From Mrs. Beeton’s Book of Household Management. In 1851 Isabella Mary Mayson was sent to boarding school in Heidelberg, where she learned to speak German and French. Five years later she married Samuel Beeton, a publisher who acquired the British rights to Uncle Tom’s Cabin and then launched The Englishwoman’s Domestic Magazine, at which she worked as an “editress” and for which she wrote articles that grew into this book.
As with the commander of an army or the leader of any enterprise, so is it with the mistress of a house. Her spirit will be seen through the whole establishment, and just in proportion as she performs her duties intelligently and thoroughly, so will her domestics follow in her path. Of all those acquirements, which more particularly belong to the feminine character, there are none which take a higher rank, in our estimation, than such as enter into a knowledge of household duties, for on these are perpetually dependent the happiness, comfort, and well-being of a family.
Early rising is one of the most essential qualities which enter into good household management, as it is not only the parent of health, but of innumerable other advantages. Indeed, when a mistress is an early riser, it is almost certain that her house will be orderly and well managed. On the contrary, if she remains in bed till a late hour, then the domestics, who invariably partake somewhat of their mistress’ character, will surely become sluggards.
Cleanliness is also indispensable and must be studied both in regard to the person and the house and all that it contains. Cold or tepid baths should be employed every morning, unless, on account of illness or other circumstances, they should be deemed objectionable.
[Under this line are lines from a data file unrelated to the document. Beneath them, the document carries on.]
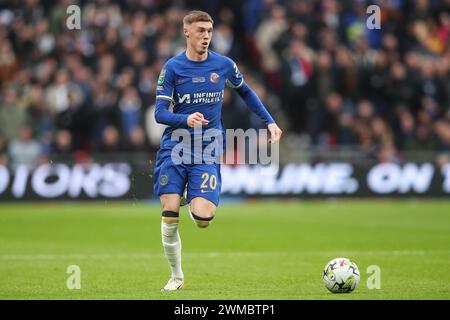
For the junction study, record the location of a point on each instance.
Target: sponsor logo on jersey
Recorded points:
(214, 78)
(162, 75)
(198, 79)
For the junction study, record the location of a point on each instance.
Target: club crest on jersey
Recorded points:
(214, 78)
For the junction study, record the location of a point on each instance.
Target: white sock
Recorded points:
(172, 248)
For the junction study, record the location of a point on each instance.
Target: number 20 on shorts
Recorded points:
(208, 179)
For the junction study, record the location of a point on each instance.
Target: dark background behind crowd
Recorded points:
(320, 71)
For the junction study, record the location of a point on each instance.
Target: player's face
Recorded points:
(199, 35)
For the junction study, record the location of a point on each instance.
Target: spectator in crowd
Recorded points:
(25, 150)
The choice of acquaintances is very important to the happiness of a mistress and her family. A gossiping acquaintance, who indulges in the scandal and ridicule of her neighbors, should be avoided as a pestilence. If the duties of a family do not sufficiently occupy the time of a mistress, society should be formed of such a kind as will tend to the mutual interchange of general and interesting information.
Good temper should be cultivated by every mistress, as upon it the welfare of the household may be said to turn; indeed, its influence can hardly be overestimated, as it has the effect of molding the characters of those around her and of acting most beneficially on the happiness of the domestic circle. Every head of a household should strive to be cheerful and should never fail to show a deep interest in all that appertains to the well-being of those who claim the protection of her roof.